My guess is that developments around information technology, 3-D printing, and networks will allow for a redesign of manufacturing. The world will be massively investing in it. The U.S. is well positioned to be the source of those machines. It can only be rivaled by Germany and Japan.
You look at economies as “product space.” What do you mean by that?
The product space is the space of all possible products. The metaphor is of a forest. Each product is a tree, and companies are monkeys that are organizing and taking over the forest. Empirically, we’ve shown monkeys don’t fly. They move to nearby trees, or to industries for which they have many of the required productive capabilities.
So if you have the capability to make a regional jet, you may be able to make a long-haul aircraft. But if you are making only garments, figuring out how to make any kind of jet will be very hard. Countries that grow find a “stairway to heaven”—a sequence of short jumps that gets them far.
How does that type of analysis help a country know what to do next?

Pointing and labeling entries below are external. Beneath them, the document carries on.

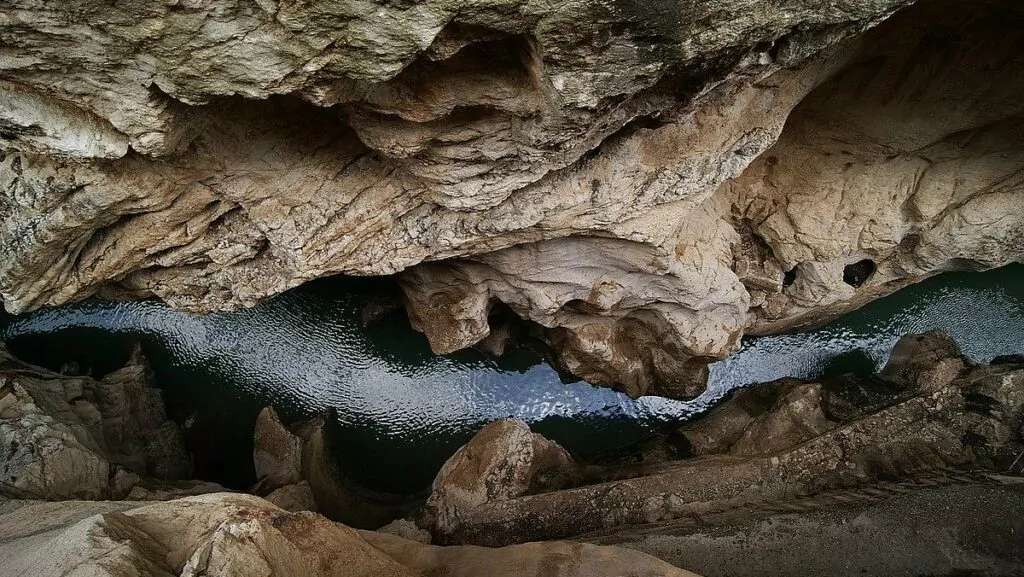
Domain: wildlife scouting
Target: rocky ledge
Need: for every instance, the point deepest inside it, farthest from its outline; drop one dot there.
(926, 457)
(642, 182)
(931, 418)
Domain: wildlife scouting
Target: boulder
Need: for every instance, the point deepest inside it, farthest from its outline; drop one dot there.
(643, 183)
(276, 452)
(793, 447)
(503, 461)
(67, 437)
(228, 535)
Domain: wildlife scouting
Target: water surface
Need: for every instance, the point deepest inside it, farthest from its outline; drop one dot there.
(403, 410)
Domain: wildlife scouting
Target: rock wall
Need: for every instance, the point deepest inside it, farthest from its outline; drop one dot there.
(66, 437)
(227, 535)
(616, 172)
(932, 417)
(904, 161)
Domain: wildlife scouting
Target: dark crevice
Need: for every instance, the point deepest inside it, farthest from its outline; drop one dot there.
(857, 274)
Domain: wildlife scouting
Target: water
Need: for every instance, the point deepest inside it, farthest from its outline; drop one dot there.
(402, 410)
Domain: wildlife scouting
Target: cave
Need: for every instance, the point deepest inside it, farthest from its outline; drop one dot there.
(857, 274)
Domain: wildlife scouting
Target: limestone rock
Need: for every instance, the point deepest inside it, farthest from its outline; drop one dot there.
(646, 182)
(503, 461)
(276, 452)
(765, 452)
(297, 470)
(562, 559)
(77, 437)
(761, 419)
(863, 191)
(295, 497)
(228, 535)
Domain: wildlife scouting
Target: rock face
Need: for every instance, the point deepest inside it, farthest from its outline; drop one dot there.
(226, 535)
(64, 438)
(644, 180)
(933, 415)
(297, 470)
(503, 461)
(904, 160)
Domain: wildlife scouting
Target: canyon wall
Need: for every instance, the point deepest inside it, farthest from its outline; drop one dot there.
(644, 181)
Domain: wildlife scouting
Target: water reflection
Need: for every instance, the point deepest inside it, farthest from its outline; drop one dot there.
(402, 410)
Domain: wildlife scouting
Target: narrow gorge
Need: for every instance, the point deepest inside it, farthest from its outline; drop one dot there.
(647, 277)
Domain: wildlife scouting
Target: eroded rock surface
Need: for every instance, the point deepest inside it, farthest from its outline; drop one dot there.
(901, 161)
(503, 461)
(66, 437)
(240, 535)
(935, 415)
(646, 181)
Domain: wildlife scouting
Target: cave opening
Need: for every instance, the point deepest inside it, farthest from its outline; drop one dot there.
(857, 274)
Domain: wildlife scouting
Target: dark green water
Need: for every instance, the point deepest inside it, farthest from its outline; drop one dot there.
(402, 410)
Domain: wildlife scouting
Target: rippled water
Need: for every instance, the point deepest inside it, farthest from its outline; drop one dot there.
(402, 410)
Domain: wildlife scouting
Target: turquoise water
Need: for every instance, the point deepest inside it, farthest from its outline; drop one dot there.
(402, 410)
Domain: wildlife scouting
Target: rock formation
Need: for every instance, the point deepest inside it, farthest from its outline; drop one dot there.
(901, 160)
(297, 469)
(66, 437)
(503, 461)
(932, 414)
(647, 181)
(228, 535)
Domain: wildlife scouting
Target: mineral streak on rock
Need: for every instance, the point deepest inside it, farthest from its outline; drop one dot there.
(615, 172)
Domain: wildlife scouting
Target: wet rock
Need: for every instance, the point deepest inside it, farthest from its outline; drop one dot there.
(297, 470)
(81, 438)
(407, 530)
(503, 461)
(276, 452)
(931, 359)
(643, 181)
(295, 497)
(761, 419)
(241, 535)
(788, 445)
(563, 559)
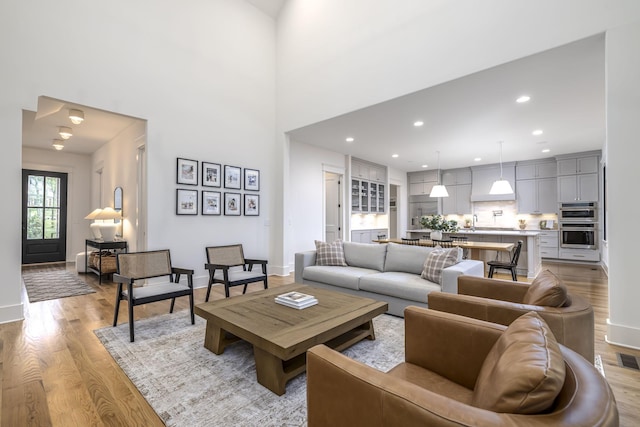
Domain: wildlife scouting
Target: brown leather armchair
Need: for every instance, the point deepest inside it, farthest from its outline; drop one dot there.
(443, 357)
(501, 301)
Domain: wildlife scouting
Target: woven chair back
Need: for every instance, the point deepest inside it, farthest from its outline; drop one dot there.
(230, 255)
(142, 265)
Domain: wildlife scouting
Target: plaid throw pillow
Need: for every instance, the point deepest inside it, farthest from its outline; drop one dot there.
(437, 260)
(330, 253)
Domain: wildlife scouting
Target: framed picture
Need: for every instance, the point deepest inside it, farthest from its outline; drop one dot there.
(210, 203)
(251, 205)
(186, 202)
(211, 174)
(232, 177)
(232, 204)
(251, 179)
(187, 171)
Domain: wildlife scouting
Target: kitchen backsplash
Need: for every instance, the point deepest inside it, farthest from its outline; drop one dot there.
(503, 215)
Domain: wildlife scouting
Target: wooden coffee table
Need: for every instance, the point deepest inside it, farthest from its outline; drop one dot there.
(281, 335)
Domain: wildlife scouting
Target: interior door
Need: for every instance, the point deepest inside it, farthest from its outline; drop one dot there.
(44, 216)
(333, 207)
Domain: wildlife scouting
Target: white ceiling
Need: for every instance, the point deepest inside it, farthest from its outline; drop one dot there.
(465, 118)
(40, 128)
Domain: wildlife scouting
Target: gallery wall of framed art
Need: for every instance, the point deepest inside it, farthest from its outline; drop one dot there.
(216, 175)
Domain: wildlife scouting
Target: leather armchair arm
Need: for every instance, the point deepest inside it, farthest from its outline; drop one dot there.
(452, 346)
(492, 288)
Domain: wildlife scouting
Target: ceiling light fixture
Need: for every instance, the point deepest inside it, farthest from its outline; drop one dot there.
(439, 190)
(65, 132)
(58, 144)
(501, 186)
(76, 116)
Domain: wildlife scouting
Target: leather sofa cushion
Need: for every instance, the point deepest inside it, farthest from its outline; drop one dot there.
(365, 255)
(330, 253)
(406, 258)
(546, 290)
(523, 372)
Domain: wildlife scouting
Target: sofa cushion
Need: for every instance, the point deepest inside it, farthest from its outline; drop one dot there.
(438, 260)
(344, 277)
(546, 290)
(524, 370)
(406, 286)
(406, 258)
(365, 255)
(330, 253)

Think about a developing country that exports raw commodities. The traditional way that people have thought about it is to add value: if you have trees, try to export paper or furniture rather than wood.

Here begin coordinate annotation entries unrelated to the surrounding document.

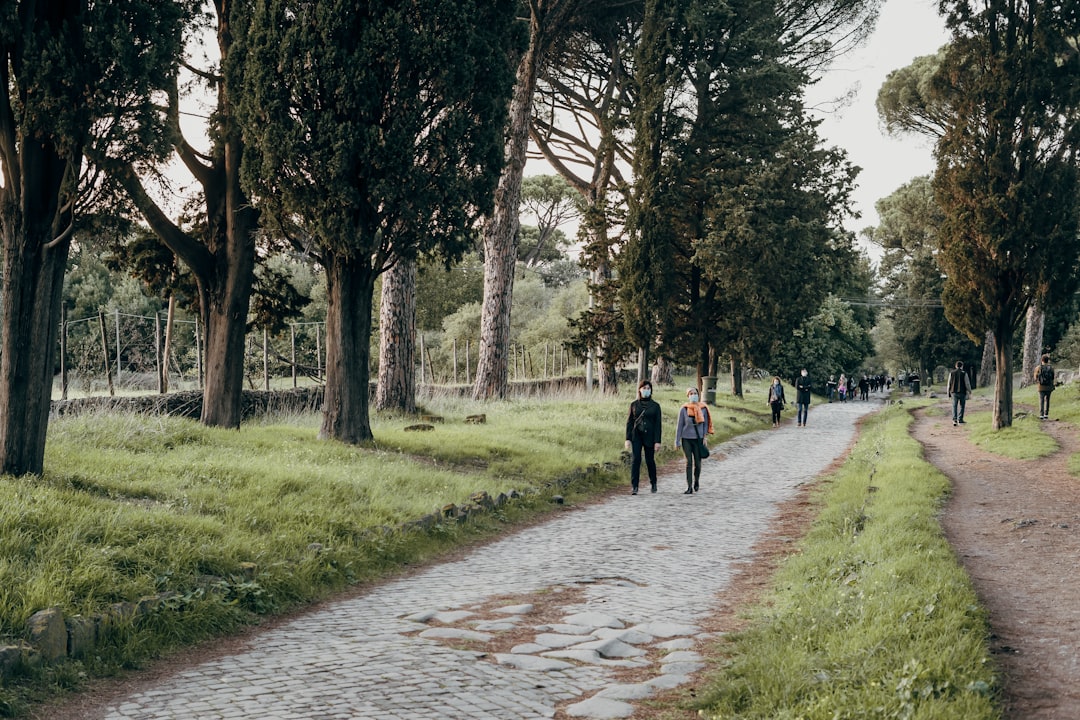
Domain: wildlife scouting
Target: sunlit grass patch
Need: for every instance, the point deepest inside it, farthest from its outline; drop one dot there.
(1024, 439)
(873, 616)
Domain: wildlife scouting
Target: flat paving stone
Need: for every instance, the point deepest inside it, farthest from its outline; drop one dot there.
(644, 565)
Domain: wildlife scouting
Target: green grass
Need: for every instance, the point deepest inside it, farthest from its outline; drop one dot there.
(873, 617)
(238, 525)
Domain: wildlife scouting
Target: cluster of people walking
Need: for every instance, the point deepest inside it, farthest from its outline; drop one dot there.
(847, 388)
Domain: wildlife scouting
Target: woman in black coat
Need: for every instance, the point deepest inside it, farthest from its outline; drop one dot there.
(643, 434)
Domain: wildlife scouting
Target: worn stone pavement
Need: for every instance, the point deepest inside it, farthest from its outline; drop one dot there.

But the product space may actually argue against the idea that countries should add value to their raw materials. The way a country like Finland got transformed is that they moved from cutting wood to making machines that cut wood, to making machines that cut other things, to other types of machines, and eventually to Nokia.

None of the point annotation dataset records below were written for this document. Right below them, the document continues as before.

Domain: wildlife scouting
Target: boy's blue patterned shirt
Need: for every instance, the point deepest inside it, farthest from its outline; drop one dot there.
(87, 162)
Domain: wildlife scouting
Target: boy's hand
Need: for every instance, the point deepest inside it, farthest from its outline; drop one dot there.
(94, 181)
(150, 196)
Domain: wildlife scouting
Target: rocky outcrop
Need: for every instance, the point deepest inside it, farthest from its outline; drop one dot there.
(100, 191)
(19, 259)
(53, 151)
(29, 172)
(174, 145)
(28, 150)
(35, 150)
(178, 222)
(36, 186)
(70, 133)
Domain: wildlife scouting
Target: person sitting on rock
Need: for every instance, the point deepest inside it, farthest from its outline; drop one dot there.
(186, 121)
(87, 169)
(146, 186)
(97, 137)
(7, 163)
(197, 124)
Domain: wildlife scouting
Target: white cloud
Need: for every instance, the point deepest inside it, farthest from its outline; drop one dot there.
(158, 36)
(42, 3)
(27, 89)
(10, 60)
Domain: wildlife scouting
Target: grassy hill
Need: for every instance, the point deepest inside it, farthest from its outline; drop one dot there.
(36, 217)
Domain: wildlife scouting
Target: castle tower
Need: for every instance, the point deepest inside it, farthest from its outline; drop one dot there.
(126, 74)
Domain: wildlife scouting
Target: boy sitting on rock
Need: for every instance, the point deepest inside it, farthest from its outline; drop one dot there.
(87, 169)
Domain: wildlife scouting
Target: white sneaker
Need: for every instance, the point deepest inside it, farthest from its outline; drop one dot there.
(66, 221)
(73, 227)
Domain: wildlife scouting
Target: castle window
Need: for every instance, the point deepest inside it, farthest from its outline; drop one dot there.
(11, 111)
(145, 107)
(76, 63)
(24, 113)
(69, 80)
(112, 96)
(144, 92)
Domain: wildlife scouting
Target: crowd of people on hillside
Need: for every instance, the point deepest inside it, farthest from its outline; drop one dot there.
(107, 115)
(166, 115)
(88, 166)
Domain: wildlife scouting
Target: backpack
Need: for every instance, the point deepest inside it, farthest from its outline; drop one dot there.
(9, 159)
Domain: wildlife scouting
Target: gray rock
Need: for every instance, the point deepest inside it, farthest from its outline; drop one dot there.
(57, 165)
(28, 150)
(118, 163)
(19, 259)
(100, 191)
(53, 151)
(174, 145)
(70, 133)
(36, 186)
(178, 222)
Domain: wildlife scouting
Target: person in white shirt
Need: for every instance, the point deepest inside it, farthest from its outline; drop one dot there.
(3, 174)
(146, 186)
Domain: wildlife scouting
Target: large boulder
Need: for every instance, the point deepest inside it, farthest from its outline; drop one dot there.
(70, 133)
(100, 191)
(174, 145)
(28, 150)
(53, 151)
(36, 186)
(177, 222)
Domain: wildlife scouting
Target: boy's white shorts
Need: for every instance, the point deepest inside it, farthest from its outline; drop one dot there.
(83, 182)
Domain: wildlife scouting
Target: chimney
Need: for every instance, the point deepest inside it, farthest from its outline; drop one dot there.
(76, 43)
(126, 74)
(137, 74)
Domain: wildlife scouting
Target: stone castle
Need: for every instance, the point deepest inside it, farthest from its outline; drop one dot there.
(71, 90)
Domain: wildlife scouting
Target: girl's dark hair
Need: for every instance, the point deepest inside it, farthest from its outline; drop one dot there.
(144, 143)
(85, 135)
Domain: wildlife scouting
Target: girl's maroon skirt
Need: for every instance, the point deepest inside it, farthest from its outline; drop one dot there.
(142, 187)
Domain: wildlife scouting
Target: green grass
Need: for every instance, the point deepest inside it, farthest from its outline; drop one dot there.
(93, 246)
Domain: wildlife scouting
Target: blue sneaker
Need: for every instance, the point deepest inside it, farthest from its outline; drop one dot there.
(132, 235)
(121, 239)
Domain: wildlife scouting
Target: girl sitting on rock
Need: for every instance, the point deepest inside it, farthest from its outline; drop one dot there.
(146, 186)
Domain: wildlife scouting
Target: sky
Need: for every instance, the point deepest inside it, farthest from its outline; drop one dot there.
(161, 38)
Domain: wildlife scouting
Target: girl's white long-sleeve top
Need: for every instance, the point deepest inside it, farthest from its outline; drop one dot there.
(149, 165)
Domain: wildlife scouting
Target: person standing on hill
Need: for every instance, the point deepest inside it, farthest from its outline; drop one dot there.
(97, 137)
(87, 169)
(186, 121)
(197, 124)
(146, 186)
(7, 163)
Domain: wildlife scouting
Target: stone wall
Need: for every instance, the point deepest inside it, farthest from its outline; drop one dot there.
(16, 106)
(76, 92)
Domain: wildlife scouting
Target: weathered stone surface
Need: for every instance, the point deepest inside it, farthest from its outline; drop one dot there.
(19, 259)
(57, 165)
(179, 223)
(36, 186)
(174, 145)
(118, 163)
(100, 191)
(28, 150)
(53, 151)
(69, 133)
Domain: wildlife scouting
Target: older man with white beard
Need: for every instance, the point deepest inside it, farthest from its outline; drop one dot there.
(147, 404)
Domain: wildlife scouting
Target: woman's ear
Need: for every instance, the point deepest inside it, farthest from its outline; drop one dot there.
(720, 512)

So what are the opportunities for the U.S. in product space?
The U.S. has the problem that it’s competing with countries that pay much lower wages. American monkeys are under stress from other countries’ monkeys in regards to less complex, easier-to-make products. So the U.S. should look to the taller trees. The tallest trees in product space are pharmaceuticals, chemicals, and machinery. It’s very hard to get into those. Very few countries are in that game.
That is why I say the really long-term play is for the U.S. to be the source of the machinery that will power the coming global manufacturing revolution. The U.S. can grow by using capabilities that few others have.
Is there a manufacturing technology you see as game-changing?
I think 3-D printing could change the dynamics. I use 3-D printing as shorthand for shorter production runs, more design, and much closer to the market. It’s a paradigmatic shift in what manufacturing is going to look like.
Historically you think of manufacturing as an assembly line with thousands of workers, the UAW [United Auto Workers union], and benefits. But here we are talking about very small batches, made close to consumers, and customized. It will still be manufacturing, but a different kind of job in a different kind of company whose organization we don’t yet know.
Will the U.S. create jobs in this way?
If anything, a manufacturing revolution is going to accelerate a trend toward more efficiency. So from that point of view, for the U.S. to base its employment strategy on manufacturing sounds unrealistic. Manufacturing is low-employment.
What else is the U.S good at manufacturing?
If you look broadly at the U.S. product space, the country is super-competitive at agriculture and the industries that support it, like farm machinery, agrochemicals, and genetically modified seeds. It is strong in aerospace with Boeing, GE, Northrop Grumman, and Pratt & Whitney. It is a leader in pharmaceuticals and medical equipment, and it is the clear leader in information technology and the Internet. New industries often arise from the combination of capabilities, such as biotechnology that can move from medicine to seed development and pest control
How well is the U.S. doing in staying competitive?
For a while now, the U.S. has been much less focused on being competitive than most other places are. Americans have the feeling they are born to win, and if they don’t, someone else is cheating. The U.S. has many self-inflicted wounds. It has an infrastructure that’s increasingly lousy and a corporate tax rate higher than most countries’. But the most important [problem] is immigration policy. It’s been a real disaster by preventing the attraction and retention of the high-skilled people who come here to study and then don’t stay.